With the purge of the roster performed by Chris Ballard to start the 2017 season, perhaps no team in the NFL put more pressure on its young talent to play well. This was intentional, and while frustrating to us as fans, will have a big impact on this team’s capabilities going forward. They relied heavily on their rookies in several positions.
The special teams unit saw big changes with the loss of Pat McAfee and the addition of undrafted free agent rookie Rigoberto Sanchez. Sanchez has played above anything that could have been expected of him. Pro Football Focus made him their choice for their midseason all-rookie team as punter, grading him the 5th highest punter in the NFL.
On offense, Marlon Mack has played the role of change of pace back to Frank Gore, a role that was increased with the loss or Robert Turbin. While he was widely viewed as a high upside back with explosive big-play ability, his underutilization and struggle in pass protection have limited his production. On the offensive line, Deyshawn Bond took snaps at center while Kelly was out injured before a quad injury ended his season.
The area where the Colts put the most pressure was on their defense. Malik Hooker established himself early in the season as the team’s best option at free safety. Even after going down in week 7 with a torn ACL, Hooker is still tied for first in the league for interceptions among rookies, having snatched 3. This of course was no surprise, as Hooker was drawing comparisons to Ed Reed during the lead up to the draft.
Kenny Moore spent time at special teams before stepping into a more significant role at cornerback due to injuries. Quincy Wilson took up the starting spot early in the season in Vontae Davis’ absence, then disappeared into witness protection or something. That is a story for another time. But the most surprising contribution given where he was selected and the difficulty of the position has been Nate Hairston.
Hairston has been a consistent contributor all season as a slot corner and it is almost criminal that he doesn’t get more credit for what he has done. Until his junior year at Temple, Hairston was a receiver. Let that sink in just a bit. This kid had two years of experience playing cornerback before jumping into the role as the Colts’ starting nickel corner.

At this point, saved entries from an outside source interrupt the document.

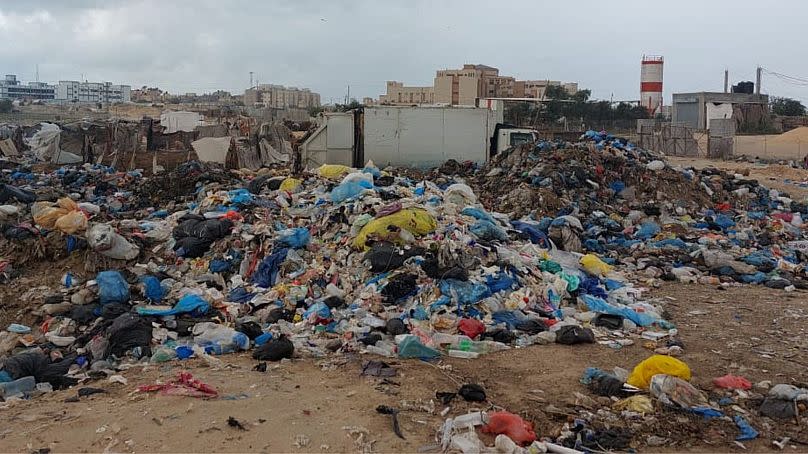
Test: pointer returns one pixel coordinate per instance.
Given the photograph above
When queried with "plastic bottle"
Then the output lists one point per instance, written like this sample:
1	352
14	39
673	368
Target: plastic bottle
463	354
17	387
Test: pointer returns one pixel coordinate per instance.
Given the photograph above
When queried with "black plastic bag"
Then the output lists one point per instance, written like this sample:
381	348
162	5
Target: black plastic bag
472	392
571	334
127	332
275	350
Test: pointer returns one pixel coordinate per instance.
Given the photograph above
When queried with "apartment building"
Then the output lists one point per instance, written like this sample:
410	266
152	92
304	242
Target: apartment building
280	97
398	94
92	92
11	88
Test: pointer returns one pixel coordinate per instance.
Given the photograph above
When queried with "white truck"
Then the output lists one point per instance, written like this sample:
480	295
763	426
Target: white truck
420	137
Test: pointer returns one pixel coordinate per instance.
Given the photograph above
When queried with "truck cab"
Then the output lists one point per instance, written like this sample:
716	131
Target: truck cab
506	136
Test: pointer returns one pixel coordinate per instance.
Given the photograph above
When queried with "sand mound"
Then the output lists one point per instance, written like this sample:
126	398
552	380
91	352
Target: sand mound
796	135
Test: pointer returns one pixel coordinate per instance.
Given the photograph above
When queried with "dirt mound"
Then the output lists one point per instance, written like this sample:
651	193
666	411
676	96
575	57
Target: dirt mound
547	177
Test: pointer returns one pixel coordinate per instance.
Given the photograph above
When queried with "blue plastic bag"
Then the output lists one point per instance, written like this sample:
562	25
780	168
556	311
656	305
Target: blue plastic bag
267	272
153	290
112	287
478	214
747	431
647	230
294	238
188	304
464	291
486	230
596	304
349	190
240	196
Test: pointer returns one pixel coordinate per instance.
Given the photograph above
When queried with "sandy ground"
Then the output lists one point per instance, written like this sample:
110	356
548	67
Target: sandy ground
311	405
770	175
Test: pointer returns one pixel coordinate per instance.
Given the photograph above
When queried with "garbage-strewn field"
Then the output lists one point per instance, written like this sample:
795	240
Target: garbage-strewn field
762	337
566	297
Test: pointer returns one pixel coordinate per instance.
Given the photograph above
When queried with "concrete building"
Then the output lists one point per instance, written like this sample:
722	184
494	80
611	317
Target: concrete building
695	110
280	97
92	92
538	88
398	94
11	88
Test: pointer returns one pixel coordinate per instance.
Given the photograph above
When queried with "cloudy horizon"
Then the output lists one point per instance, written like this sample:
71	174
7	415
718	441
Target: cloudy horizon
201	46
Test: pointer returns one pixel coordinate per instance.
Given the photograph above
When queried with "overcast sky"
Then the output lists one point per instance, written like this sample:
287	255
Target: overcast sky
204	45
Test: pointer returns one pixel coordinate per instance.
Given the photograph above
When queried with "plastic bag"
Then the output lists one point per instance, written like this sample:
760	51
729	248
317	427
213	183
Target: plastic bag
193	304
349	190
596	304
112	287
460	194
488	231
72	222
415	220
638	404
674	391
290	184
464	292
46	215
592	264
333	171
294	238
152	289
103	239
218	339
657	364
411	347
516	428
730	381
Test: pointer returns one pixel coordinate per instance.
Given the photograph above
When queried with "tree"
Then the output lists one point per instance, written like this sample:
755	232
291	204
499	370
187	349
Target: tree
787	107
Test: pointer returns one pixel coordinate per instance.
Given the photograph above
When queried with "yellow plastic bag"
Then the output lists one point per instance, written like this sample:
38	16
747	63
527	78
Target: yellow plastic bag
415	220
638	404
72	222
333	171
45	215
290	184
657	364
594	265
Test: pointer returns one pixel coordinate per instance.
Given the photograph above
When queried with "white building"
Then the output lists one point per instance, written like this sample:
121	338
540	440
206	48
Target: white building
92	92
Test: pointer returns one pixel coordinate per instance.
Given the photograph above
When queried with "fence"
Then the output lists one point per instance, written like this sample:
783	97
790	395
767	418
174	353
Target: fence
673	140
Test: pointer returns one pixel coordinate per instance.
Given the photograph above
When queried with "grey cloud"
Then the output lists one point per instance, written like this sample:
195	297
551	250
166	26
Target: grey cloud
202	45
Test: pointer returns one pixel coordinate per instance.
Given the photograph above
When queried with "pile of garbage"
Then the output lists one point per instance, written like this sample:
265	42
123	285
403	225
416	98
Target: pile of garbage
202	262
607	197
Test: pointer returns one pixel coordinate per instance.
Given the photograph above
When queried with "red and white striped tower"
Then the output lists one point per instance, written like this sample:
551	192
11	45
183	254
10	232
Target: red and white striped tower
651	83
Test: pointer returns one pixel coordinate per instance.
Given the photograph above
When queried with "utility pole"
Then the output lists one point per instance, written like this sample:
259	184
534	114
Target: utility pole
726	81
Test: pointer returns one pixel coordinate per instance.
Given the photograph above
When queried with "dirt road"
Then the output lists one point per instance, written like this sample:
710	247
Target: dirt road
325	405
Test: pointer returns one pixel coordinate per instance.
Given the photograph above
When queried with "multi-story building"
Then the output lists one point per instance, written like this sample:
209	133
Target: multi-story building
464	86
11	88
538	88
280	97
92	92
398	94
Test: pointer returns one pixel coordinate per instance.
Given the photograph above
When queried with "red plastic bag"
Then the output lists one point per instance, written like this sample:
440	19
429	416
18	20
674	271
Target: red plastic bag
516	428
184	385
471	327
730	381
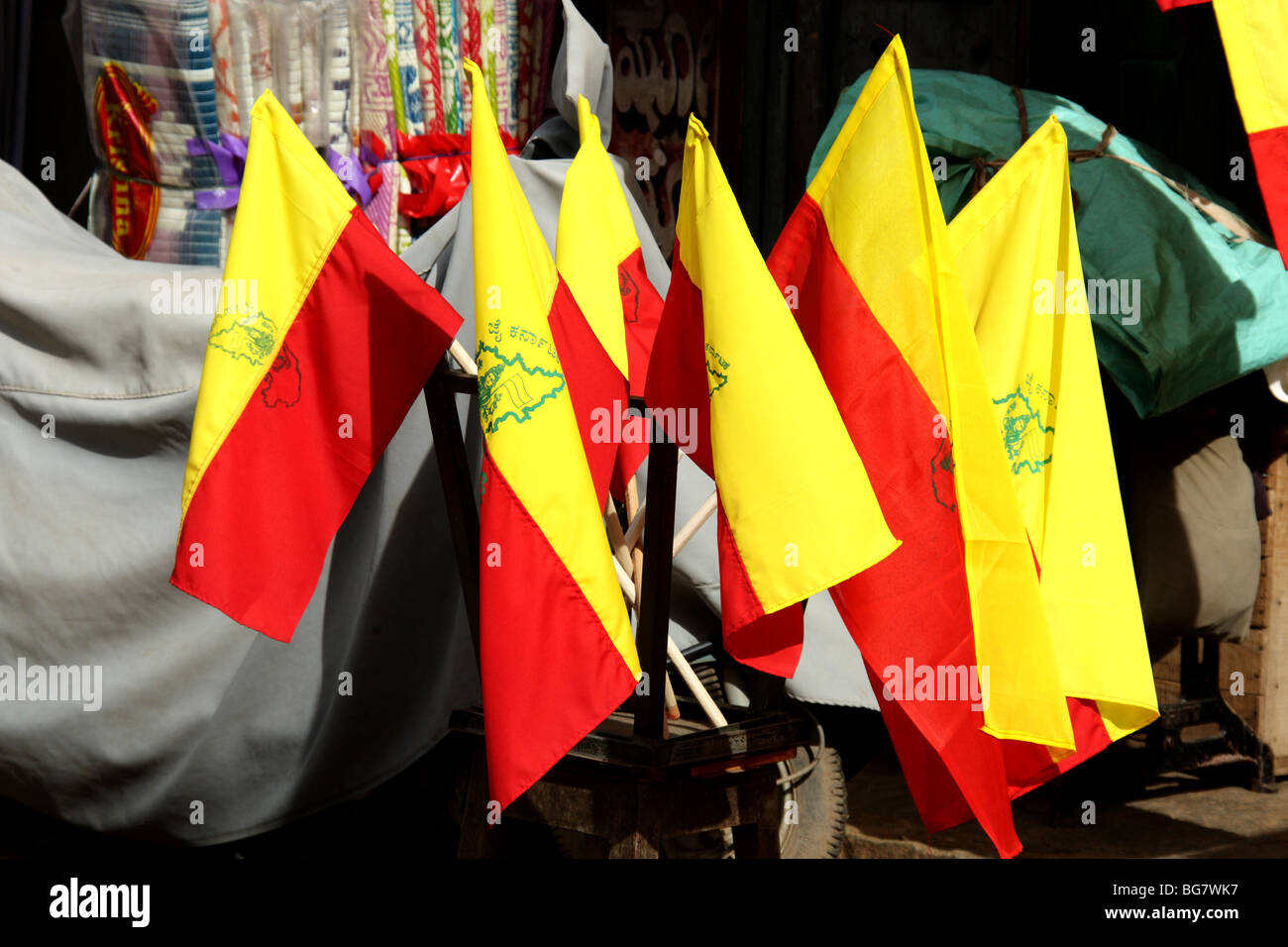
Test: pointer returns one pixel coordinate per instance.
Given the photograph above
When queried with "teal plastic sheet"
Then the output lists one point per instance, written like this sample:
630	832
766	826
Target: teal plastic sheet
1184	307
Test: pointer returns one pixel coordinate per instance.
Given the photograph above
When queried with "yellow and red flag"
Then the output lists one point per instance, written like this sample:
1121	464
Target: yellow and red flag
1017	250
951	626
321	343
1254	34
597	256
557	648
797	510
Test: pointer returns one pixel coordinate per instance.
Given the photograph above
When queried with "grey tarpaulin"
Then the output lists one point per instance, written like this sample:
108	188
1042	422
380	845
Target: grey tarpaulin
831	669
194	707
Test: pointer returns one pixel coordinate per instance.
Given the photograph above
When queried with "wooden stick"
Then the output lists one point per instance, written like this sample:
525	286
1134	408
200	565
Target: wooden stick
636	527
463	359
621	551
677	657
635	567
690	530
673	651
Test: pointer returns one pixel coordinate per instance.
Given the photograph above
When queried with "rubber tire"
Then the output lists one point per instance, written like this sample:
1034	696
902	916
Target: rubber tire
822	808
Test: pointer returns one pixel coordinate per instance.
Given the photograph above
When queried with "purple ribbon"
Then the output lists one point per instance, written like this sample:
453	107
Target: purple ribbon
348	169
231	159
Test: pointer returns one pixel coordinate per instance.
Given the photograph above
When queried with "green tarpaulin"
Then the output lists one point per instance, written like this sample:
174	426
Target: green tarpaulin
1199	305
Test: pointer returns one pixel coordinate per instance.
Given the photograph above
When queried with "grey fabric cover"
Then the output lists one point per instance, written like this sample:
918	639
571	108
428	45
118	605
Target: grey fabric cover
831	669
194	706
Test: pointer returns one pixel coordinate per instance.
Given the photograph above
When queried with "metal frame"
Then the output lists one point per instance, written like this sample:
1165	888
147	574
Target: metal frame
626	783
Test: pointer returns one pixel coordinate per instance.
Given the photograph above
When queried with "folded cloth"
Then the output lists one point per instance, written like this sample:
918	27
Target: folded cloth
163	50
192	706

At 6’0” 196lbs, Hairston has proven a willing tackler, a valuable player on the blitz, and an asset in coverage. So far this season Hairston has netted 28 tackles, 2 sacks, 3 passes defended, and an interception. Before this past Sunday, he had not given up a touchdown all season. As a point of comparison, Chris Harris of the Broncos, who is regarded as one of the top slot corners in the league, has 35 tackles, no sacks, 2 interceptions, and 6 defended passes.
Given Hairston’s relative inexperience and the learning curve that comes with playing cornerback at the NFL level, it is fair to be very excited about what the Colts have found in him and what he could be for this defense in the future.